A Pokémon battle coin from a 1999 Wizards of the Coast tin. A Battrio Master puck pulled from a Japanese arcade in 2008. A 1984 7-Eleven Slurpee lenticular disc from the bottom of a cup that a kid in Pittsburgh was too excited to throw away. A clay poker chip from the original Sands Casino before the wrecking ball came. These aren't afterthoughts. These are the pieces the big grading companies built zero infrastructure to protect — and Collector's Grade is done letting that slide.
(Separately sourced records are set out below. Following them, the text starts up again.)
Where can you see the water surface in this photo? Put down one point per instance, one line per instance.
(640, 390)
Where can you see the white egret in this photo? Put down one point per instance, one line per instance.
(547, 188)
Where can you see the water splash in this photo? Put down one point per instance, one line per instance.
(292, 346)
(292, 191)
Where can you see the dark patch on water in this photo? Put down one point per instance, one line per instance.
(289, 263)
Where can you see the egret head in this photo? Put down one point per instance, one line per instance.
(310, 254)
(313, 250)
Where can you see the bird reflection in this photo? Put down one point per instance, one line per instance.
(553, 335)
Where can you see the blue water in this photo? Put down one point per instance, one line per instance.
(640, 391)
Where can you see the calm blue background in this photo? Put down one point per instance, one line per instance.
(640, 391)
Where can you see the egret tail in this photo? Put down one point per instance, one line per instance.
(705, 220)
Here's what actually happened: PSA shoved Pokémon coins and Battrio pucks through the same process built for cardboard. CGC eventually started grading Pokémon coins and made a big deal about their "dedicated holder" — but Collector's Grade was already there first. CG built a dedicated coin slab before CGC ever entered the space. Nobody grades 7-Eleven Slurpee baseball discs with any real framework. Arcade tokens and casino poker chips get five adjective tiers at best — "New," "Slightly Used," "Average" — with zero magnification criteria and zero surface-specific language. That's not grading. That's a sticky note on a shoebox.
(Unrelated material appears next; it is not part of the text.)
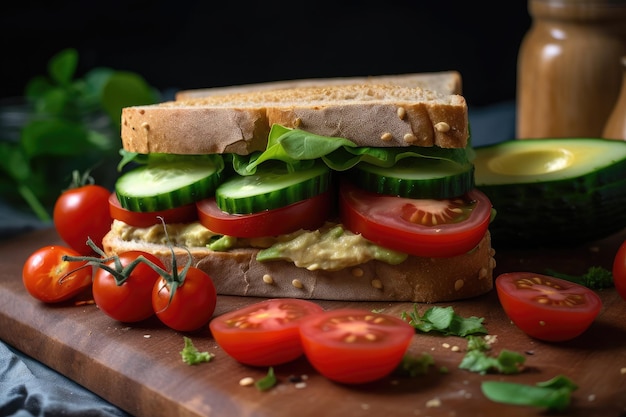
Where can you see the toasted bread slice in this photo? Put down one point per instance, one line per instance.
(377, 115)
(417, 279)
(447, 82)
1. Built From Scratch — Because Nobody Else Did
No other grading company has written a dedicated scale for this category. PSA uses its card scale. The Casino Chips & Gaming Tokens Collectors Club uses five adjective tiers with no magnification criteria. We built our scale from the ground up — item type by item type, wear pattern by wear pattern — because a clay Paulson chip wears differently than a ceramic Chipco, a Battrio puck has arcade-specific wear patterns a card never faces, and a lenticular sports disc has functional characteristics that no card scale was ever designed to evaluate. These objects deserved criteria written specifically for them. So we wrote them.
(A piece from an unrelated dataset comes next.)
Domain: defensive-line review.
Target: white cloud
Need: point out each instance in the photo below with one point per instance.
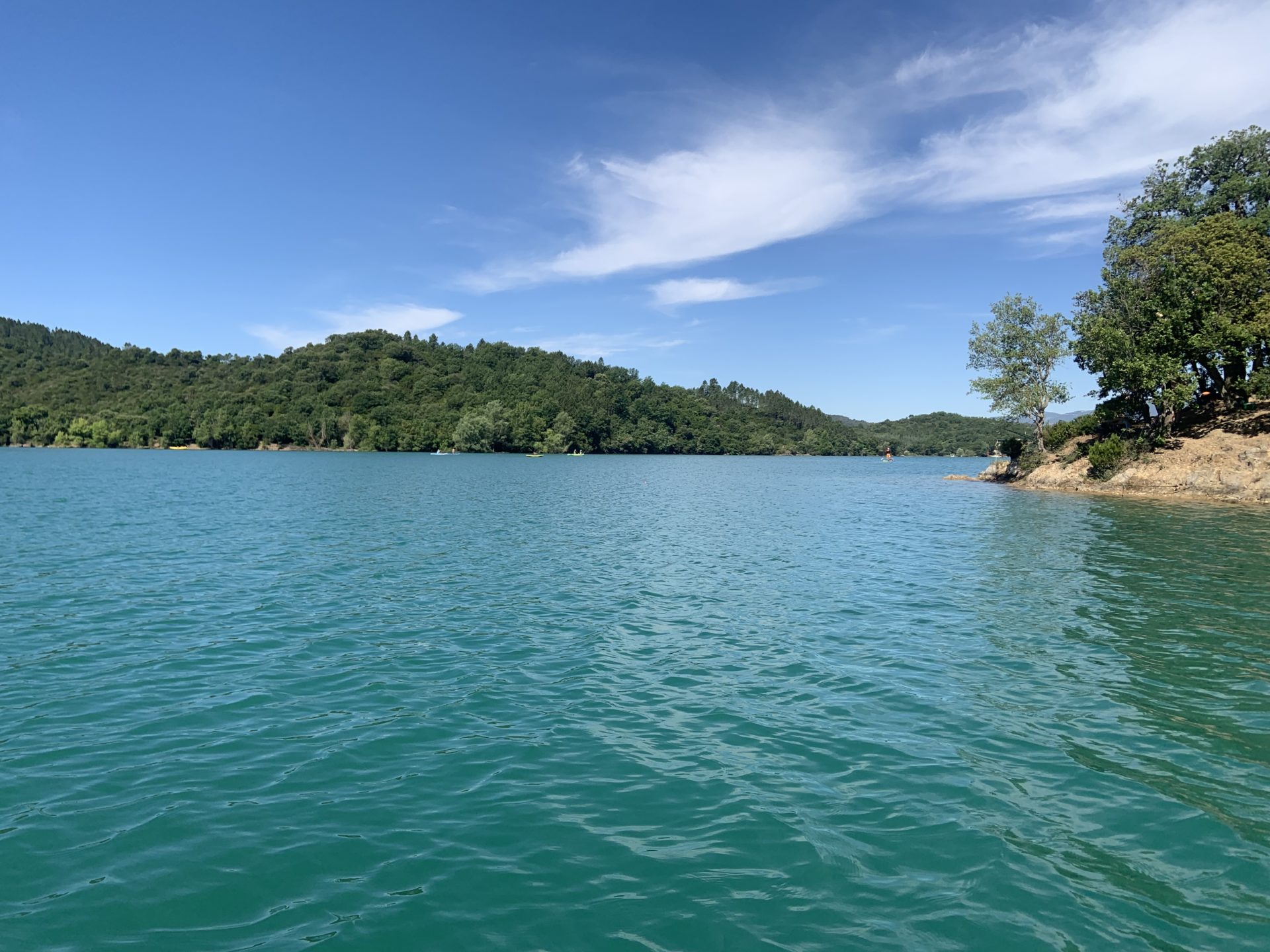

2. Honest Label Designations
At grade 5 and below, CG notes applicable condition designations directly on the label: Cancelled/Modified for chips and tokens that were drilled, notched, or overstamped at end of casino service life, and Lenticular Impaired for sports discs where image shift function has been compromised. You get the full truth on the label — not just a number.
3. We Grade What Others Ignore
A cracked chip from the original Flamingo. A worn Battrio puck from a 2007 expansion that never made it outside Japan. A heavily played 7-Eleven Rod Carew disc from 1983. A Pokémon promotional coin from the first WotC era that lived in a tin for twenty-five years. If it's real, CG slabs it. Because the condition tells you what it went through — and the slab tells you it survived.